Scripting subsets of page contents in Dhall.
On Tue, 03 May 2022, by @lucasdicioccio, 1382 words, 0 code snippets, 11 links, 0images.
Since I’ve started building my own blog engine, I wanted some limited scripting capabilities in the text-processing engine. A specific case I had in mind was to generate some tables or listings for what you currently find on the /readings.html or on the /tips.html page. I would like something like Microformats, but tactically applied to individual articles, with little ceremony.
A more telling example could be a photo-gallery where we list a dozen of images. For each image you’d want a title, an URL, a preferred background color for the frame, maybe a caption etc. Hand-editing such galleries is a lot of work, and the extra ceremony to store less than 100 records in a DB is not worth it. There’s a gap to fill
This article demonstrates and discusses a PoC using the Dhall programming language as a specific step.
What is common in the type of pages where I would like some minimal templating is:
- I want to reference and organize a moderately large amount of items.
- items within a collection have a common structure (e.g., a link to a page would have a title, an URL, some language, and some description from myself).
- I want to present, ideally with some mechanical template to keep the styling/HTML-structure consistent.

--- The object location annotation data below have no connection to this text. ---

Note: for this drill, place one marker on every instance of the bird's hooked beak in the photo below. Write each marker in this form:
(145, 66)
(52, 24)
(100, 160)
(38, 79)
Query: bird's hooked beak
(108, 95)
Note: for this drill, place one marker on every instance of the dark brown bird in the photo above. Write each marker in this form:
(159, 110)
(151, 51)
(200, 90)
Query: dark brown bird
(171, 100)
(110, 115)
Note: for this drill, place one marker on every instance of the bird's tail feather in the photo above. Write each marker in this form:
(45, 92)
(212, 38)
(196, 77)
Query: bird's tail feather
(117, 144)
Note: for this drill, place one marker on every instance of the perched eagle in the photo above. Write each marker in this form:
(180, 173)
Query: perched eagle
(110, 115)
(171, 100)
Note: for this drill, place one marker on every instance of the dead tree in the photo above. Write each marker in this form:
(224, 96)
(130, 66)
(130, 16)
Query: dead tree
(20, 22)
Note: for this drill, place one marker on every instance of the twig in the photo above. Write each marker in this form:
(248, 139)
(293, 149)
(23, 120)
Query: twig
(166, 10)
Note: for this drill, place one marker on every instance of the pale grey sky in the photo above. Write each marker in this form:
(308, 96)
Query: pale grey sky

Thus I have three distinct characteristics to carve out:
- define the structure of items
- list a collection of items
- implement some template I use to present these
Separating 1. and 2. is a matter of getting some type and some syntax to write values.
Separating 3. requires a novel feature in my blog-engine: to interpret some structure into some HTML chunk to embed in a longer article. Current generators only produce targets as fully-contained output objects (that then must be embedded via other HTML primitives like
Let’s go through my design process. This is a retroactive recount of the process I took rather than an upfront design-doc.

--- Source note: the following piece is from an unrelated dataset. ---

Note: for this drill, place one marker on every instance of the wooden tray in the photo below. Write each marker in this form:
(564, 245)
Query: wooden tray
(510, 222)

Absent a proper solution for this need, I so far hand-write all these pages. A
downside is that I need to carefully write CommonMark if I want to apply some
CSS uniformly. More annoying is if I want to add a non-trivial and verbose
annotations (e.g., adding a
mailto: link). This process is fastidious.
I do not want to trade fastidiousness for significant extra complexity. Indeed, in these tasks there is a risk to end up for a similarly-fastidious process involving more moving bits… What I want to avoid is:
- a. having a separate database, connectors, and section capable of reading the database at production-time
- b. writing data structures in the Haskell-side of the blog-engine, including templates just for each type of listing
- c. writing some JS that fetches a JSON-list and render only in the client
Adding a database (a.) is the latest thing I would like to do because of all the deployment and extra changes required. I know this time will come if I want to do things like comments, but let me push it further. At this point, even SQLite would be too much overhead to add schemas, populate data etc.

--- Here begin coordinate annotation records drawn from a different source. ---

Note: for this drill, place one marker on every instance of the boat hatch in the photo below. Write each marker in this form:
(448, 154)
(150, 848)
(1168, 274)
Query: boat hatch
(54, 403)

Writing Haskell-code (b.) and would be fine regarding the structure definition, however I do not like to “split” an article between multiple sources. A reason why I wrote a blog-engine was to avoid distractions while focusing on writing an article.
Summarizing, I was searching for some way to embed logic that would return some HTML provided some type locally-defined and locally-filled in an article document.
filling in the gap
To fill the gap, there are a two key decisions to make:
- a. what scripting language(s) to support?
- b. at which point of the computation pipeline should I incorporate this engine?
For the first question (a), I want some minimal and non-trivial language. I do not want to invest much time on the particular choice because I want to try different things rather than do some proper analysis to answer the second (b) question. Indeed, if the cost for demonstrating (a) happens to be small, then I get a pretty good starting point to answer or try tradeoffs in (b).
Rather than providing a lengthy discussion, I’ll leave only bullet points around pro/cons (note that I realize that these bullet points for pro/cons could themselves become microformats).
- incorporating Dhall is a full demonstration of how scripted evaluations (I want some opaque IO returning some CommonMark)
- still a first stone in some more advanced form of pipeline/build-system
- Dhall has the ability to import libraries with little package management pain, I could use this to re-use parts across articles, it’s a good nice to have
- interoperability between Dhall and Haskell is a bliss (the Dhall author is a prolific Haskell engineer)
- so far, no extra environment is passed to the Dhall interpreter (the Dhall code does not know about its surroundings, article title or any other data ➡️ for later)
- no dependency between sections are planned (need to do detection cycles or find other approaches ➡️ for later)
- evaluating Dhall code costs extra time, CPUs, and file-descriptors (especially important while I care about automatic reloads of previews when editing articles)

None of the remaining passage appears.